Con la esperanza de repetir la hazaña tras ganar la medalla de oro hace cuatro años en los Juegos de EE. UU., estas madres de Olimpiadas Especiales Florida están aquí apoyando a sus hijos, Hudson Adams-Farley y David Wolfe, en la ronda final de voleibol unificado, donde compiten contra Olimpiadas Especiales Arizona.
Con camisetas personalizadas del equipo Village Panthers y pancartas caseras, este grupo de aficionados de Iowa llegó a Minneapolis para apoyar a los atletas de voleibol de Olimpiadas Especiales Isabel Back y Charles White, que compiten por primera vez en los Juegos de Olimpiadas Especiales de EE. UU. de 2026.
Las hermanas Cindy John y Tracy Brooks viajaron desde Texas hasta Minnesota para animar a su sobrino, el atleta Joel Kaspereit, en su competición de voleibol. Con su pancarta personalizada y sus vítores entusiastas, estas mujeres demostraron con creces el orgullo que sienten por su familia.
David y Wamin Cho, un matrimonio de Hawái, viajaron hasta Minneapolis para apoyar a su hijo William, atleta de baloncesto de Olimpiadas Especiales.

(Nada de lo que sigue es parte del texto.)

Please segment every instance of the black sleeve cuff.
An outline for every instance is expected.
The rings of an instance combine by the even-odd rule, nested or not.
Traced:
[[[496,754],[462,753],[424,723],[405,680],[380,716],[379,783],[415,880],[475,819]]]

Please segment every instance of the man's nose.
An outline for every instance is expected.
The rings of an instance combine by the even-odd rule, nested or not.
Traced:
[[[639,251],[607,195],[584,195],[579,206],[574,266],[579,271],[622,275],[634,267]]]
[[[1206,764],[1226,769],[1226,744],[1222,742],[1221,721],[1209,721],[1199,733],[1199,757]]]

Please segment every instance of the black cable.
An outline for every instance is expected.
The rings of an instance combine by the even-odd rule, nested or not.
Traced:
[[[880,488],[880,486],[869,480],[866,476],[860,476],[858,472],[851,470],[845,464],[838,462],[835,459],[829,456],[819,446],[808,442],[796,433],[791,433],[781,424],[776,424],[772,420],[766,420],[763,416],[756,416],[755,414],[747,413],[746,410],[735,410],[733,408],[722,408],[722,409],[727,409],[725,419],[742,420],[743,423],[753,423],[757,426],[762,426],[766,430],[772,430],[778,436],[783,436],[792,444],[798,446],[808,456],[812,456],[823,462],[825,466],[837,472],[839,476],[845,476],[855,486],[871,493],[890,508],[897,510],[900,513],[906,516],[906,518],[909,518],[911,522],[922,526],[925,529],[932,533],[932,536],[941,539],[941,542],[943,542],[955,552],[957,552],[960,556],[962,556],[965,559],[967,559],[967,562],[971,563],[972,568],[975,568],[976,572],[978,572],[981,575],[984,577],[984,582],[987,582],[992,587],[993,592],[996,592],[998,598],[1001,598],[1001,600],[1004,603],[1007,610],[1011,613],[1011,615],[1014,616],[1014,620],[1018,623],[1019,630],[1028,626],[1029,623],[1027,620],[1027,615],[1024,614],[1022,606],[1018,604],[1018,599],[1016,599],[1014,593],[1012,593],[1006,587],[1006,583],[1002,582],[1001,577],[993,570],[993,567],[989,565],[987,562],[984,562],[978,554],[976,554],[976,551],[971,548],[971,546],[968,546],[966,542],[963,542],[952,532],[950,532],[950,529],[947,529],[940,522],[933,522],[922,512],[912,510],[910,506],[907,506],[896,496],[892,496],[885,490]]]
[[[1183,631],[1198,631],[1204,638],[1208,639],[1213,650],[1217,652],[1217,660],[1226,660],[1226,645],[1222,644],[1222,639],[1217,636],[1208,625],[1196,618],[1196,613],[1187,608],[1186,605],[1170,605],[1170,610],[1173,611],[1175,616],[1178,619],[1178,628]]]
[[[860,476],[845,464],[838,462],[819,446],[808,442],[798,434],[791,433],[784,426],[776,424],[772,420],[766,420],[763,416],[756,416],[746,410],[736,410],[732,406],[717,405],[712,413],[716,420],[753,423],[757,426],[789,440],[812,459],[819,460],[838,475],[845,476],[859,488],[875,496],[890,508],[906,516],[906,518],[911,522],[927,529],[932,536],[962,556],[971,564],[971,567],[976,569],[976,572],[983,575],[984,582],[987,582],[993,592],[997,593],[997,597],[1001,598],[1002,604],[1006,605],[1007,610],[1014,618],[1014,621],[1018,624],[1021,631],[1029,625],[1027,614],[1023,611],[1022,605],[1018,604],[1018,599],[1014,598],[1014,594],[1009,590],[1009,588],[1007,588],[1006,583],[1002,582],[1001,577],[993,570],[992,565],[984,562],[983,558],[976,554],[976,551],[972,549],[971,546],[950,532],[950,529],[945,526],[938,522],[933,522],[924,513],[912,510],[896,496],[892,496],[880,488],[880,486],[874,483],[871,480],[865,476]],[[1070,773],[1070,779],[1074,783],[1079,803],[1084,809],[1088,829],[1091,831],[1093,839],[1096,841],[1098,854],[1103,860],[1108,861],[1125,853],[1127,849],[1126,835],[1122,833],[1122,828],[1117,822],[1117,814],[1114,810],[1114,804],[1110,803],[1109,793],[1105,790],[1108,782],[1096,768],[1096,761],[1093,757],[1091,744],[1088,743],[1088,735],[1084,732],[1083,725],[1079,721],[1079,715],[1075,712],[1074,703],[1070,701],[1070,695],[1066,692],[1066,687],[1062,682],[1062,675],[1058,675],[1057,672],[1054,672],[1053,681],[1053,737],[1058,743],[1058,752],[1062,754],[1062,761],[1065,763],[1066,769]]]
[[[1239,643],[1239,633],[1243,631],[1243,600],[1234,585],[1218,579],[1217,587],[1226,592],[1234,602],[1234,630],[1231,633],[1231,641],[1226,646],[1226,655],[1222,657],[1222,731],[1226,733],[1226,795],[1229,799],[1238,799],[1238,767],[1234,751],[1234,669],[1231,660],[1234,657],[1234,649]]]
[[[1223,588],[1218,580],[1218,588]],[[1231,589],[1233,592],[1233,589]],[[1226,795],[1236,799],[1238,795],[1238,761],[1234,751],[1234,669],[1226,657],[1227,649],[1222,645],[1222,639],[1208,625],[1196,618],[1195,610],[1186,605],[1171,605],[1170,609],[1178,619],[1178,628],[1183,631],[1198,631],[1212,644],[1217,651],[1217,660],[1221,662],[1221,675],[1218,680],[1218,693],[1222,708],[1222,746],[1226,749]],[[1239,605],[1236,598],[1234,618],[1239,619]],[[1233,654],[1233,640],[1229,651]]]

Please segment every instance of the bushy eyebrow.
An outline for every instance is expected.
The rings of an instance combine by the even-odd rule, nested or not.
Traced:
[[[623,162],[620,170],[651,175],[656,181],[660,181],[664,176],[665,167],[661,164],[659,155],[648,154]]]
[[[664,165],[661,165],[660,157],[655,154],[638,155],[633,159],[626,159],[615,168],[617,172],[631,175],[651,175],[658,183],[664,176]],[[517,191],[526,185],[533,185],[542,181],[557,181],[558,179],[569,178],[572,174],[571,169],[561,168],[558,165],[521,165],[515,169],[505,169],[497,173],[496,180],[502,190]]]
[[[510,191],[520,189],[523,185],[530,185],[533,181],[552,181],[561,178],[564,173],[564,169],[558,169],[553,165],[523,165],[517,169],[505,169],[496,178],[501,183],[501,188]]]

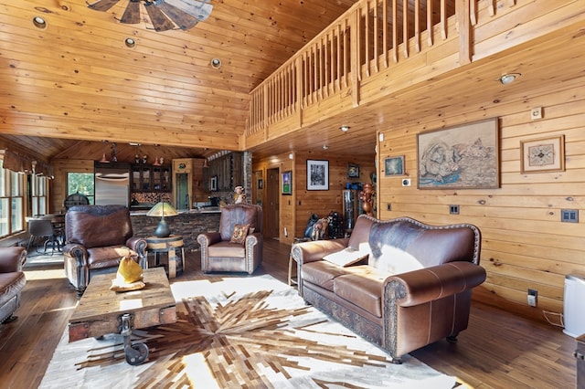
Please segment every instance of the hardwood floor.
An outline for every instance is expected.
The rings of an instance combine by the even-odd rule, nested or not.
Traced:
[[[257,273],[287,282],[290,246],[264,242]],[[186,271],[200,276],[198,253],[187,253]],[[25,268],[27,283],[18,320],[0,326],[0,387],[37,387],[77,301],[62,265]],[[560,329],[473,302],[469,328],[457,344],[438,342],[411,353],[434,369],[477,388],[575,387],[576,341]]]

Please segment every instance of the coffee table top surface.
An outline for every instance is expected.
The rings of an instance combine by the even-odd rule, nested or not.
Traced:
[[[115,273],[94,276],[69,318],[69,323],[176,305],[165,268],[148,268],[143,274],[146,286],[126,292],[110,290]]]

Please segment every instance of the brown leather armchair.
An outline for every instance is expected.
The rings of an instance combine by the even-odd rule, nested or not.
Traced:
[[[123,205],[75,205],[65,215],[65,273],[80,296],[96,274],[113,273],[130,250],[146,268],[146,240],[133,237]]]
[[[243,244],[230,242],[236,225],[250,225]],[[199,234],[201,270],[252,274],[262,262],[262,207],[235,204],[221,208],[218,232]]]
[[[16,319],[13,313],[20,306],[20,292],[27,279],[22,267],[27,260],[25,247],[0,247],[0,322]]]

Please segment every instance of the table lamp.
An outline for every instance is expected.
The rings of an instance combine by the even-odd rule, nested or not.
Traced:
[[[168,203],[161,201],[153,206],[150,211],[146,213],[147,216],[160,216],[161,220],[156,226],[154,230],[154,237],[168,237],[171,235],[171,230],[168,228],[168,225],[165,220],[165,216],[176,216],[178,215],[176,209]]]

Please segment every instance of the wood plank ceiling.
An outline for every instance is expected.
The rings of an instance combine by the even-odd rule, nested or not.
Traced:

Esta es su tercera participación en los Juegos de Olimpiadas Especiales de EE. UU., y están encantados de estar en Minneapolis y explorar esta maravillosa ciudad mientras animan a su hijo.
¡Estos dos eran de los fans más entusiastas! Thad Farist (8) y Judah Farist (6) han coleccionado más de 73 pines de los Juegos de Olimpiadas Especiales de EE. UU. hasta el momento y no tienen intención de parar ahí. Viajando desde Canton, Georgia, y acompañados por sus padres, estos jóvenes hermanos estaban ansiosos por conocer e intercambiar pines con tantos fans como fuera posible para ampliar su fascinante colección.
Estas aficionadas de Minnesota están aquí en los Juegos de Olimpiadas Especiales de EE. UU. 2026 para apoyar a su prima, Angel Ernhart. Con carteles hechos a mano y dibujos personalizados, estas chicas estaban emocionadas de formar parte del club de fans de Angel y la animaron con entusiasmo desde la grada.
Aficionados de todo el país se unieron a este joven en el concurso de baile de mascotas del Thrivent Fan Fest, junto al estadio Huntington Bank de la Universidad de Minnesota. Mientras las mascotas desfilaban entre la multitud, este niño estaba ansioso por mostrar su entusiasmo y chocar las cinco con una de las mascotas bailarinas.
Hadalynn McCool, de cinco años y originaria de Arlington, Texas, trajo consigo su osito de peluche y sus pompones favoritos para el viaje. Su madre es la entrenadora de un equipo de voleibol en los Juegos de Olimpiadas Especiales de EE. UU., ¡y Hadalynn está llenando de alegría e inspiración a su equipo!
La familia Tribou viajó desde Luisiana con sus tres hijos para ver a su hijo y hermano, Dhax, competir aquí en Minneapolis en los Juegos de Olimpiadas Especiales de EE. UU. de 2026. Dhax es jugador de baloncesto y dice que sus padres y hermanos son sus mayores fans.